The Pirates support the aims and principles declared by the EU to safeguard our water, air, soil, natural environment and raw materials for the sake of our health and well-being. We also agree with doing this in a sustainable way by taking account of economic, social and regional aspects and by acting responsibly towards future generations and animal welfare.
The Pirates appreciate the progress made thanks to EU environmental laws. However, while voluntary measures by potential polluters may work sometimes, they cannot be relied upon. Legal loopholes and weaknesses are being used to serve economic interests with the public ultimately having to pay for the environmental and health damages. We, therefore, seek more effective implementation and enforcement of the principles of precaution, prevention, ‘polluters paying’, as well as tackling problems at their sources. Sanctions in the case of non-compliance need to be strengthened. Environmental whistleblowers play a vital role for the benefit of society. They need to receive more support and compensation arrangements which match more realistically their professional and personal damages.

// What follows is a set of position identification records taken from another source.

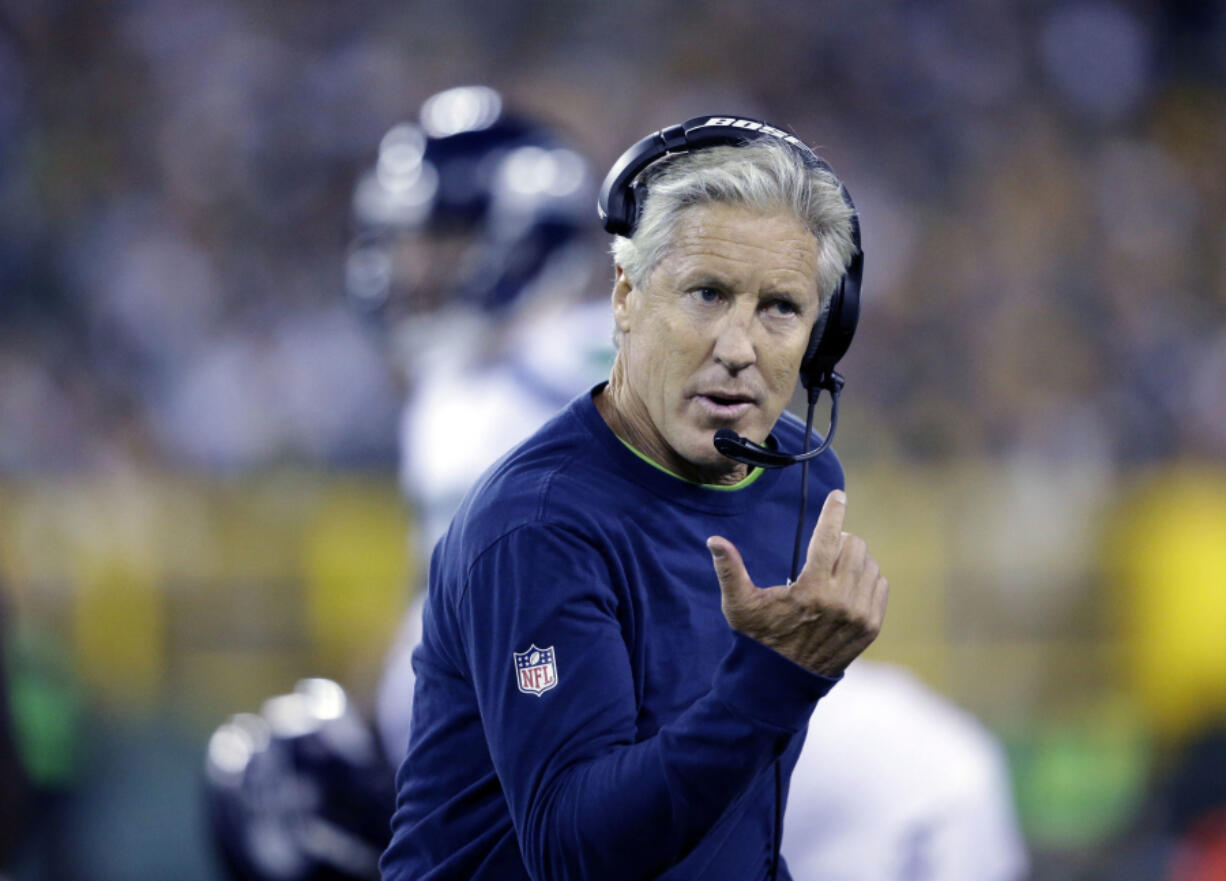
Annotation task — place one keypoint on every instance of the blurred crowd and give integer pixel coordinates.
(1041, 189)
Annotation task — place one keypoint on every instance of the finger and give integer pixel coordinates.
(736, 586)
(852, 558)
(828, 534)
(880, 599)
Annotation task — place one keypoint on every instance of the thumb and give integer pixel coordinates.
(736, 587)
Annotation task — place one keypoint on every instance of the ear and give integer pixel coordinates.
(623, 289)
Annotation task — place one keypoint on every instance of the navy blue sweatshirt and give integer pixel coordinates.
(582, 708)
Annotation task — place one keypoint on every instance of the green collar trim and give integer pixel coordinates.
(754, 473)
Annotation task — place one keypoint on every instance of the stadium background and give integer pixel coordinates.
(197, 500)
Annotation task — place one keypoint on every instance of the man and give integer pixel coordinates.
(582, 707)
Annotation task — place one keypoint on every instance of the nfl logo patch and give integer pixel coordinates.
(536, 670)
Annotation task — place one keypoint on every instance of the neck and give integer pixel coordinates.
(627, 417)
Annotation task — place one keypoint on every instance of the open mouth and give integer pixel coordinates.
(725, 406)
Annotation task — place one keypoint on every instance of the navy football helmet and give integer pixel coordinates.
(299, 792)
(466, 208)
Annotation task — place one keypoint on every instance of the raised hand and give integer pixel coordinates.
(828, 615)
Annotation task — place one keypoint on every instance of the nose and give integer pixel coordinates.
(733, 343)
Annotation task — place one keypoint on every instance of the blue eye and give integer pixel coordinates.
(781, 306)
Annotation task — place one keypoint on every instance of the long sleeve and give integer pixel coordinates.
(589, 797)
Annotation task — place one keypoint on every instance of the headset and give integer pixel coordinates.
(622, 197)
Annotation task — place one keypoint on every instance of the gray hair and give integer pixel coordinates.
(765, 175)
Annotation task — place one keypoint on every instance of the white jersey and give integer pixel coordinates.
(893, 784)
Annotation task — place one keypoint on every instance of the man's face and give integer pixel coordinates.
(715, 336)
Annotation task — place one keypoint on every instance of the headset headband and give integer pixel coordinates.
(622, 196)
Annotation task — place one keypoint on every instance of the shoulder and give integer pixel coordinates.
(547, 480)
(947, 749)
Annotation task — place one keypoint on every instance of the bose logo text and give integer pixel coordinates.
(750, 125)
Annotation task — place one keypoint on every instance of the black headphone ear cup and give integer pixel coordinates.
(634, 202)
(812, 366)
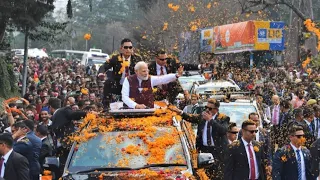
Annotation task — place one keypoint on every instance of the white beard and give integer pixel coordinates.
(143, 78)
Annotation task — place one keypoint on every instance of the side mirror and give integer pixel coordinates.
(205, 160)
(51, 163)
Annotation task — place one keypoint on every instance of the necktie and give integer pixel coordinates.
(1, 164)
(164, 86)
(275, 115)
(252, 164)
(126, 70)
(299, 165)
(209, 133)
(311, 127)
(161, 71)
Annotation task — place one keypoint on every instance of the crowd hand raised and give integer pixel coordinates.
(206, 116)
(18, 133)
(140, 106)
(174, 109)
(101, 75)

To increase transparency and reliability, we want to make the scientific approach mandatory in any environmental decision-making process. The public has the right to easy, timely and reliable access to environmental data and the decisions resulting from it. This information should also include methods of monitoring and investigations. The data should be available at all times on governmental websites. Scientific advice and specifications which form the basis for administrative and legal decisions need to be sourced from independent experts. Participation in relevant meetings needs to be affordable. Furthermore, a diverse supply of independent scientists needs to be maintained. This can only be achieved by adequately funding academic research into acute and emerging environmental problems rather than increasingly promoting research with links to industry.
Implementation of environmental laws has to focus on achieving the stated aims and not just generate additional records and registrations. Regulations must not require registrations in every single EU country, a central registration should be sufficient so as not to obstruct access to the common market for small and medium-sized enterprises (SMEs). The environmental impact of any associated bureaucracy has to be taken into account when deciding on the suitability of an approach.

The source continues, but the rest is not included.